PS I actually got asked this question in a job interview!
Also just to explain it better. For example:
- The person with 23 on their t-shirt would hit switches 23,46,69,92,115, … , 989.
- The person with 87 on their t-shirt would hit switches 87,174,261, … , 957.
So the person only hits the switches from 1 to 1000 that the number on his t-shirt divides evenly.
Then we are interest what happens after everyone with t-shirts 1,2,3,4, … , 1000 has already walked down the corridor and hit all the relevant switches. Then the question is after all this which switches are in the “on” position?[/quote]
ooo wtf i thought it was what numbers divide 1000 evenly.

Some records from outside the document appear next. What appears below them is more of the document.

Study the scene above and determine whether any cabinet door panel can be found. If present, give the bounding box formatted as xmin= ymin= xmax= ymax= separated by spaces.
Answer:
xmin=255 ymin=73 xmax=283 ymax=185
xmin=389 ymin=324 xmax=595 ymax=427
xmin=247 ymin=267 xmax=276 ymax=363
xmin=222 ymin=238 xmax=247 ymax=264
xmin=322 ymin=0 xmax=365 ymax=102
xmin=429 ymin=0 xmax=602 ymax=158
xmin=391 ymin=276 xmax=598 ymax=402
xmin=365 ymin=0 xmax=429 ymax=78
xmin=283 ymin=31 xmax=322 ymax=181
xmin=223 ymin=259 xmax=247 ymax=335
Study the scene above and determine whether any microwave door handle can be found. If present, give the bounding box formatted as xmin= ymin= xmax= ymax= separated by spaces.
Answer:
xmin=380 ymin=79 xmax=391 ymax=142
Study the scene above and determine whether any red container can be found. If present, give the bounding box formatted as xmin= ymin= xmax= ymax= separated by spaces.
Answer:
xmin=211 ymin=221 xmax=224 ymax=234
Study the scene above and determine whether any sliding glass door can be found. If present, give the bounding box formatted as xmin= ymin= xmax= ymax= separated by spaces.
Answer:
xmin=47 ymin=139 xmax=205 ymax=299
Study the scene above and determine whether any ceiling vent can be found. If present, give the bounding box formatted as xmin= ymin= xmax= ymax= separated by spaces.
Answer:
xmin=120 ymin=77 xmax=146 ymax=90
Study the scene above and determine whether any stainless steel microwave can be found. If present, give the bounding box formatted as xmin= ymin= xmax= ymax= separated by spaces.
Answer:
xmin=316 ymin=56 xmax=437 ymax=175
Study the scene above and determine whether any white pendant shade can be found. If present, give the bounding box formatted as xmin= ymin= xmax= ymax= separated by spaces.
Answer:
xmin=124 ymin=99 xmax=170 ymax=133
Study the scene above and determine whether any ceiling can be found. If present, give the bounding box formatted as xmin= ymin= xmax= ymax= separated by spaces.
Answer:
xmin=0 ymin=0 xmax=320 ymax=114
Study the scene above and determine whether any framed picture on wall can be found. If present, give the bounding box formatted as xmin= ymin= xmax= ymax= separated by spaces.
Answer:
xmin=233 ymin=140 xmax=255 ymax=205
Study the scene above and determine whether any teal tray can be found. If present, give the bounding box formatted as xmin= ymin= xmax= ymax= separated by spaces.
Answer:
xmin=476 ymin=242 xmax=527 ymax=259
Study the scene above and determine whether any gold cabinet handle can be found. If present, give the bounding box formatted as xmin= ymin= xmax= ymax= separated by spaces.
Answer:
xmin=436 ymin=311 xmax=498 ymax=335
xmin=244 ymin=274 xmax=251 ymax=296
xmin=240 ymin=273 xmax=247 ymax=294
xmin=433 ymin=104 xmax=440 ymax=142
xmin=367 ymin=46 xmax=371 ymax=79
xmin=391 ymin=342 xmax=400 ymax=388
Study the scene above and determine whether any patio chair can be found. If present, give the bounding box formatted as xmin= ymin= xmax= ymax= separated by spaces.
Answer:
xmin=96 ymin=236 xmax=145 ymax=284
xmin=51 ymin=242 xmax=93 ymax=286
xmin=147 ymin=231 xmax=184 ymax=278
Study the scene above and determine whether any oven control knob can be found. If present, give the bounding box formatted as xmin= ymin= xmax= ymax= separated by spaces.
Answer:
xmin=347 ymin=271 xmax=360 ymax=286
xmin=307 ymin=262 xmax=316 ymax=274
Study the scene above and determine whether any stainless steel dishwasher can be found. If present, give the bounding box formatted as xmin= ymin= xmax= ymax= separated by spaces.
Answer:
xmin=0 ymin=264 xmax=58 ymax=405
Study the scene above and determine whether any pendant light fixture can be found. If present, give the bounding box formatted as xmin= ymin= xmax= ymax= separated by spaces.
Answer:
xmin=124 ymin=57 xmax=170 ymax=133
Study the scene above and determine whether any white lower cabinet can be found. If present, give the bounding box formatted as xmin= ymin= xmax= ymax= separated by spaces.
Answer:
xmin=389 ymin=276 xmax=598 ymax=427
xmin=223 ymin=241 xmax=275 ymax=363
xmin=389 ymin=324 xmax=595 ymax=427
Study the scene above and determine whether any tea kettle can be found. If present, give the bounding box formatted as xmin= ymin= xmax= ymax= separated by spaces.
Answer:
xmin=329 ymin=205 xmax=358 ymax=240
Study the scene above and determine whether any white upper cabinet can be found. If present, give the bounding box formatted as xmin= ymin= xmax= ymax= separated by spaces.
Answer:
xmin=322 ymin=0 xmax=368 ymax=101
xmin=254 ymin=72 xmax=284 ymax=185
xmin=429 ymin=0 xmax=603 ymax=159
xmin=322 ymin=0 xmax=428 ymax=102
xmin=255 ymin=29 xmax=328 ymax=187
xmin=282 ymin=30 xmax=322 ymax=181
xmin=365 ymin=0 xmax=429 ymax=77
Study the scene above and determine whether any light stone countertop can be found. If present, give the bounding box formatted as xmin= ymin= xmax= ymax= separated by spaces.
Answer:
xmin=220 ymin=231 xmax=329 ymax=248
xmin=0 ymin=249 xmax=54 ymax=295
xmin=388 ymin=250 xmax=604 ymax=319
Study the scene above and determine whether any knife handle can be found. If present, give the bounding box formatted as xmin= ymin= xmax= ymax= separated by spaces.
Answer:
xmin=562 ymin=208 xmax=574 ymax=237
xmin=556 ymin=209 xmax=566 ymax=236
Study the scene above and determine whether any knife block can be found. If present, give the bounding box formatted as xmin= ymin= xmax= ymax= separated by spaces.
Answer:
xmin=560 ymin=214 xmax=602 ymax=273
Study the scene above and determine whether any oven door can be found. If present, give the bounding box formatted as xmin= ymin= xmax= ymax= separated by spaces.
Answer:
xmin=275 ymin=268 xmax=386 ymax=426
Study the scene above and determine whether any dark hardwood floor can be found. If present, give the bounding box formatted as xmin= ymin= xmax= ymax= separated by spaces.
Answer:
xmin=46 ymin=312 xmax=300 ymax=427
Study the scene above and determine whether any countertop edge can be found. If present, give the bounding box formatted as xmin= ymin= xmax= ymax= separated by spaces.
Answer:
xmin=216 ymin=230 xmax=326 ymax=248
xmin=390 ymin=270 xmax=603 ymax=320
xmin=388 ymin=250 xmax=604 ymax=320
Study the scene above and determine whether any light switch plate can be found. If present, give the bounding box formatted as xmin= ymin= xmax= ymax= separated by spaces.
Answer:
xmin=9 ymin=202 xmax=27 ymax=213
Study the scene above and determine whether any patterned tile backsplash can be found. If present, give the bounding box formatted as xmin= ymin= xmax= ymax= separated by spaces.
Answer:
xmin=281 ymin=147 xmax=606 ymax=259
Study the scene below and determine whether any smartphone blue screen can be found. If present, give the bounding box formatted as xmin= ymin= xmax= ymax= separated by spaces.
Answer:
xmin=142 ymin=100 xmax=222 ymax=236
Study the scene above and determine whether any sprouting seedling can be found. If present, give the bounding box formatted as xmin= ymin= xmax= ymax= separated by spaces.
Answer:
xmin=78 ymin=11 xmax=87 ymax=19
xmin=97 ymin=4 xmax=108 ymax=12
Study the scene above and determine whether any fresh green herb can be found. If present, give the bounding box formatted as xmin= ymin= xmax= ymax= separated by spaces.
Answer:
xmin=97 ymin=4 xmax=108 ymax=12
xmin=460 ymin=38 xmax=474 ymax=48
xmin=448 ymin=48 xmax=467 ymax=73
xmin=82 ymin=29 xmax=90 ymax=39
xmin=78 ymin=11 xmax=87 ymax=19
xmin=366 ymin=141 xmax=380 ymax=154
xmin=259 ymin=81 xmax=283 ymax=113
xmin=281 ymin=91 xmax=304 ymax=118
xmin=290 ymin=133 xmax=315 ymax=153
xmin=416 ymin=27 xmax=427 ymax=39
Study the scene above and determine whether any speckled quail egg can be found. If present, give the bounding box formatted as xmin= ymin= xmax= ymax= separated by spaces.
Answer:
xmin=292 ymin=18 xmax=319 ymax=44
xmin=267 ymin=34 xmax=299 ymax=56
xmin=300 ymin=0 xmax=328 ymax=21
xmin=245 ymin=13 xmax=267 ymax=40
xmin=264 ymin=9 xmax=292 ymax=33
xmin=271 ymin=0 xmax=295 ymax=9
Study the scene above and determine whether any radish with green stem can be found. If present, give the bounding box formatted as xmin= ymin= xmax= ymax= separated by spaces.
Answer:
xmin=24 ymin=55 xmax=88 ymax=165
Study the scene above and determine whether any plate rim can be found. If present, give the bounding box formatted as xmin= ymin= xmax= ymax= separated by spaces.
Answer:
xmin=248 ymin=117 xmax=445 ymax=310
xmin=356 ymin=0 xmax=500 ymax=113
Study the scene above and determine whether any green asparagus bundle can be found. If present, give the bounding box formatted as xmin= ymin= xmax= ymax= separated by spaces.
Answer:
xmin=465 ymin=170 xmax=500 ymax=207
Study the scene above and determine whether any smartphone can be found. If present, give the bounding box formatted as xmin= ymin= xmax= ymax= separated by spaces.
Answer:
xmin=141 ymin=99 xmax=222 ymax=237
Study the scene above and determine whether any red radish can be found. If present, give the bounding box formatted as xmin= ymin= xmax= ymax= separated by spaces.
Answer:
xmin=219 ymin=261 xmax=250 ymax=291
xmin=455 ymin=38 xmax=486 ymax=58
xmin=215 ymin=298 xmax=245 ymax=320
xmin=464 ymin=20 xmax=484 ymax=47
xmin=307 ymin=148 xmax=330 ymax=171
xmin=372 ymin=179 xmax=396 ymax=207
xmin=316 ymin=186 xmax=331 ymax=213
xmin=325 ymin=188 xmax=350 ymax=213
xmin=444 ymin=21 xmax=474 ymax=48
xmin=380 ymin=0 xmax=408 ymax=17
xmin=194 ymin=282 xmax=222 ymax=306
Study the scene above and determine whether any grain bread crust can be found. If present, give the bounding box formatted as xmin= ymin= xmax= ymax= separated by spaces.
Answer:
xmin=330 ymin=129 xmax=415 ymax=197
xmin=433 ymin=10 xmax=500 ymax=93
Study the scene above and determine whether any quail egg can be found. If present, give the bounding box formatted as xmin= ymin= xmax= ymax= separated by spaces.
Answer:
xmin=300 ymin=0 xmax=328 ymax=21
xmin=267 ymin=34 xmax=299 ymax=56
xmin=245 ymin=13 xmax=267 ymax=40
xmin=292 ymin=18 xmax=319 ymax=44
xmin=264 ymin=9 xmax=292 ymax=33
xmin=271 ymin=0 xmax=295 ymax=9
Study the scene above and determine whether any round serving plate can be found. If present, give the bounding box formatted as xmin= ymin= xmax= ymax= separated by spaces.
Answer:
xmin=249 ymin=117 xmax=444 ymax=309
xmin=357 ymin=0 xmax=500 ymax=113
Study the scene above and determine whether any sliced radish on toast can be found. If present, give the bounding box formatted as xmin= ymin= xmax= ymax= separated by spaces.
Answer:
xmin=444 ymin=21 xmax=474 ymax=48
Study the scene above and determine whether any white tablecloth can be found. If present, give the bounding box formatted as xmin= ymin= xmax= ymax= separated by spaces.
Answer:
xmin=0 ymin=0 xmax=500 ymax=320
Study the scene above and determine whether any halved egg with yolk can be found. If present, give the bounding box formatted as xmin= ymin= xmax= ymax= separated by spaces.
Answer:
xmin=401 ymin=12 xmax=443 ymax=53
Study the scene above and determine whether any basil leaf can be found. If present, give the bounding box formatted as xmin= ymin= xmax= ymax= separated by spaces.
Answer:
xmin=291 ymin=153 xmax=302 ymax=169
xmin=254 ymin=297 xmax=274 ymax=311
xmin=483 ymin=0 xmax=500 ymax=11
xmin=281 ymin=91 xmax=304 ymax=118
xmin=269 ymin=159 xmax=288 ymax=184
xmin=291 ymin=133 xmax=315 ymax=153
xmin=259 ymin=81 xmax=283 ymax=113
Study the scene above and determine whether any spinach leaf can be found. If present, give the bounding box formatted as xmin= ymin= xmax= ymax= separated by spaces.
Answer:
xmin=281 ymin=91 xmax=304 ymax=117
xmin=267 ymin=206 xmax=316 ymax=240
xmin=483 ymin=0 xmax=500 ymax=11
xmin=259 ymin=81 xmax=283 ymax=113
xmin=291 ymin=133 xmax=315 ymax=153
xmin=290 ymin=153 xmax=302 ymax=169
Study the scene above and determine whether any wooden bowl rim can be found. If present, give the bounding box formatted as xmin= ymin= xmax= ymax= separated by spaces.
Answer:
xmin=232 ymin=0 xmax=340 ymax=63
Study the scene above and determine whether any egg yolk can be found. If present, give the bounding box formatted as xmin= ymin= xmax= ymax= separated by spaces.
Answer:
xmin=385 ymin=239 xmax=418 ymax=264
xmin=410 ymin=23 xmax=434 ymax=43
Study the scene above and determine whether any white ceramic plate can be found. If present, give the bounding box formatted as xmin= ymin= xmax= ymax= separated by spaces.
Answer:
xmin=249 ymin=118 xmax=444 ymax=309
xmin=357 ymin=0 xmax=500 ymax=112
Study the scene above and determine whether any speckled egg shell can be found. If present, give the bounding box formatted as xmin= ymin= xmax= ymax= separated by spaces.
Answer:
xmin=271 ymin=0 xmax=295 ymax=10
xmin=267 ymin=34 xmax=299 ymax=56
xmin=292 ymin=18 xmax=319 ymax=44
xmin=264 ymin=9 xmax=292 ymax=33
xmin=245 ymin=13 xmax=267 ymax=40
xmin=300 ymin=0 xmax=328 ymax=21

she really expexted you to sit there and list every number, 1 through 1,000 and then the numbers that it would divide… and you did it? how long did that take like 45 minutes?
wait wouldnt all the switches be on? if you have numbers 1-1,000 and people with shirts 1-1,000 then everyone could just stand by their number
i must be interperting the question wrong b/c every answer seems way too easy.
hmmm
Is it, the only ones that are on are squares?
So 4, 9, 16, … 1000 etc?
So the number of squares <= 1000
edit: the reason being numbers that are squares of others have an odd number of factors, while every other number has an even number of factors. At least I think so 
I just went through a few under 20 and realized everything had an even number of factors except certain numbers, and they happened to be squares.
[quote]chrisb71 wrote:
hmmm
Is it, the only ones that are on are squares?
So 4, 9, 16, … 1000 etc?
So the number of squares <= 1000
edit: the reason being numbers that are squares of others have an odd number of factors, while every other number has an even number of factors. At least I think so I just went through a few under 20 and realized everything had an even number of factors except certain numbers, and they happened to be squares.[/quote]
its numbers you can factor to 2 and 5 or exponets of 2 and 5 like 2^2 5^2 etc
this is because 2 and 5 are the only things that can divide 10 evenly.
so like 25 once u break it down u get 5^2
50 you get 5^2 * 2
100 would be 5^2 * 2^2 and it keeps going
you can also use that information tell if a fraction is going to be terminating or irrational.
[quote]chrisb71 wrote:
hmmm
Is it, the only ones that are on are squares?
So 4, 9, 16, … 1000 etc?
So the number of squares <= 1000
edit: the reason being numbers that are squares of others have an odd number of factors, while every other number has an even number of factors. At least I think so I just went through a few under 20 and realized everything had an even number of factors except certain numbers, and they happened to be squares.[/quote]
Yes, the only ones turned on after all is said and done will be the squares (don’t forget “1”). It’s because every number has an even number of factors – for every factor, there has to be another number to multiply it by – except the squares because one of their factors is multiplied by itself.
So, for every flip “on”, the next factor will flip it back “off”.
Cool puzzle.
[quote]malonetd wrote:
chrisb71 wrote:
hmmm
Is it, the only ones that are on are squares?
So 4, 9, 16, … 1000 etc?
So the number of squares <= 1000
edit: the reason being numbers that are squares of others have an odd number of factors, while every other number has an even number of factors. At least I think so I just went through a few under 20 and realized everything had an even number of factors except certain numbers, and they happened to be squares.
Yes, the only ones turned on after all is said and done will be the squares (don’t forget “1”). It’s because every number has an even number of factors – for every factor, there has to be another number to multiply it by – except the squares because one of their factors is multiplied by itself.
So, for every flip “on”, the next factor will flip it back “off”.
Cool puzzle.[/quote]
Yep you’re both absolutely right. Just to finish it; the number of squares less than 1000 is the integer part of sqrt(1000) which is 31, since 31^2 < 1000 < 32^2.
So there will be 31 switches in the “on” position when all is said and done.